Gaza Tunnel Smugglers Grow Under Hamas
By KEVIN FRAYER Associated Press Writer Tuesday August 14, 2007 7:01 PM
RAFAH, Gaza Strip (AP) - Gazans are finding an antidote to their growing
isolation: digging tunnels under their border with Egypt to smuggle
everything from weapons to cigarettes to people.
A group of smugglers recently gave an Associated Press photographer rare
permission to accompany them as they dug one tunnel. In underground darkness
with stifling heat and limited air supply, the diggers painstakingly removed
sand and rubble as they crawled through cramped spaces carrying portable
lamps and homemade tools.
The southern Gaza town of Rafah has long been a key conduit for underground
weapons-smuggling - mostly controlled by a handful of local clans. With
Israel imposing a strict closure of Gaza's borders in the wake of Hamas
militants' violent seizure of the coastal territory in June, more and more
smugglers are taking a piece of the action.
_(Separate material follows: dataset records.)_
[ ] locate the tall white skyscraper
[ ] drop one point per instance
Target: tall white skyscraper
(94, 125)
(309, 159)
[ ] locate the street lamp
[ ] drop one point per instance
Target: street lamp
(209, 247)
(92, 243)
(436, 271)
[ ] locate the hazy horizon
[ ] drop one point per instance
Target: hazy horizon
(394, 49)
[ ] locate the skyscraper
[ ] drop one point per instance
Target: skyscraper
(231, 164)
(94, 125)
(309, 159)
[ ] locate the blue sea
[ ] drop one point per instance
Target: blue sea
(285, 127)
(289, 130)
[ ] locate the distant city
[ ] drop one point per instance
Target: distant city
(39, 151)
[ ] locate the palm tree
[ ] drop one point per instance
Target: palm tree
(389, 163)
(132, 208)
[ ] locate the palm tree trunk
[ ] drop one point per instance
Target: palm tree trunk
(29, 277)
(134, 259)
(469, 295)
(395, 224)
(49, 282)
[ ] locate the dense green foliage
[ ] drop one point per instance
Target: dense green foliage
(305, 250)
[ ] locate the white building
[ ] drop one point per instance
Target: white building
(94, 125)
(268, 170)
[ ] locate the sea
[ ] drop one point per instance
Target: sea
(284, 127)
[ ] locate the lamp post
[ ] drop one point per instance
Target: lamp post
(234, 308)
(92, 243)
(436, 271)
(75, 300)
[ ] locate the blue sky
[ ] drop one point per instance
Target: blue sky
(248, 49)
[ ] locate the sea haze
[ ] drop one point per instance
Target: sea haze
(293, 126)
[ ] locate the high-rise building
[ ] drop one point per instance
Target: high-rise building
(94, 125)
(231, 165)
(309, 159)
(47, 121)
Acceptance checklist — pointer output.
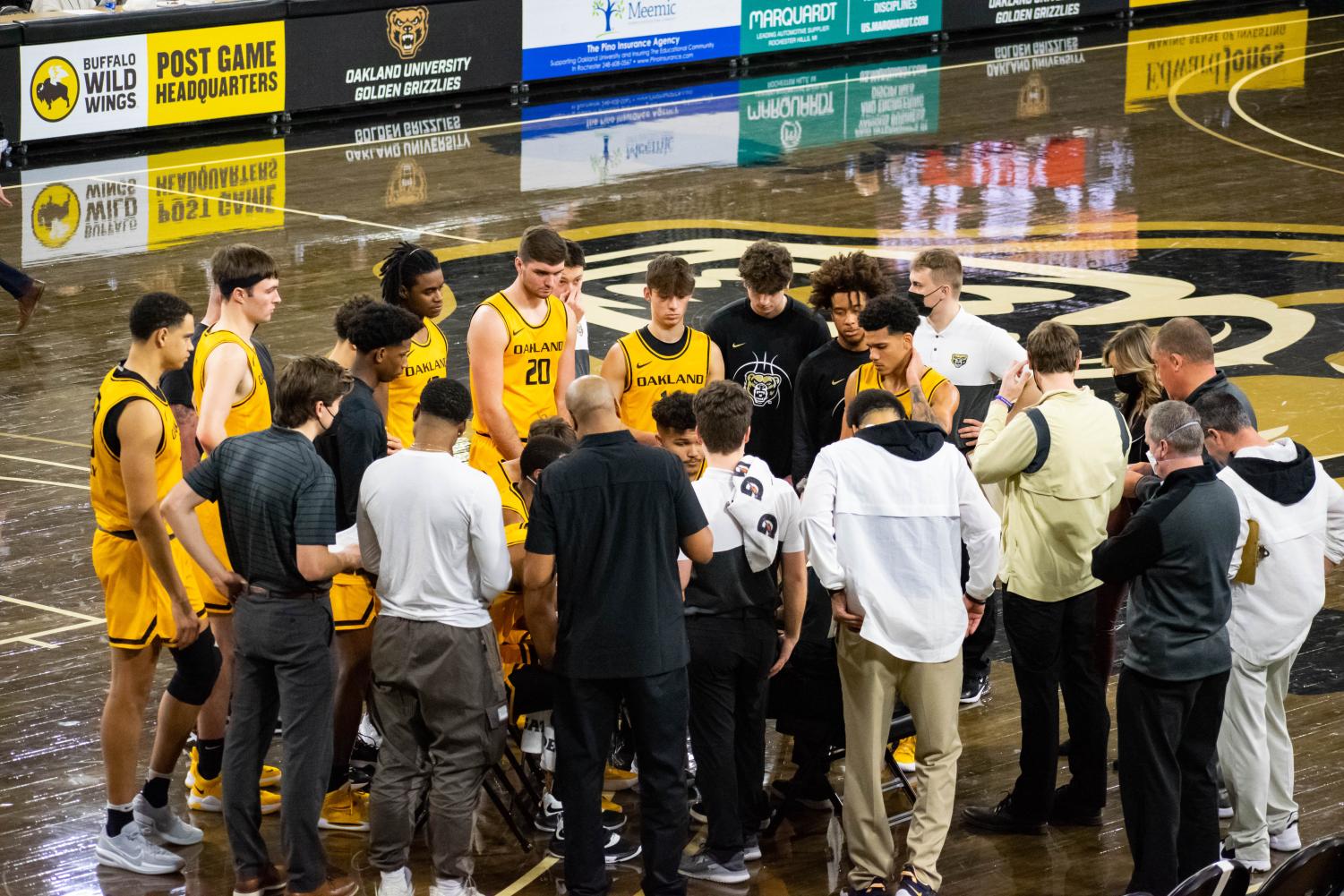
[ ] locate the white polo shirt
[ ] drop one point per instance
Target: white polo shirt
(969, 351)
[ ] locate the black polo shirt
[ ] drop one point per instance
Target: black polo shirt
(356, 438)
(274, 493)
(613, 514)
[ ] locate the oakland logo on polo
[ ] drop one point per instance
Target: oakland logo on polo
(54, 89)
(56, 215)
(407, 30)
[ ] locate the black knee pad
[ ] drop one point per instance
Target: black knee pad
(198, 667)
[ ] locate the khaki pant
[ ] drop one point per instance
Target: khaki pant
(1257, 755)
(871, 680)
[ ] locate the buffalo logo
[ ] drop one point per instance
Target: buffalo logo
(407, 30)
(751, 488)
(54, 89)
(56, 215)
(407, 185)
The stakes are higher than ever. Smugglers find themselves pursued by
Israel, which fears militants' growing arsenal; by Egypt, which is under
growing pressure to crack down on tunnel diggers; and by Hamas, which does
not oppose tunnels but wants to control them.
The diggers, who refused to give their names and wore masks to shield their
identities, said today's tunnels must be deeper and longer than ever before
to avoid detection. The tunnels often take weeks or months to dig, and the
tunnelers sleep where they work to avoid getting caught.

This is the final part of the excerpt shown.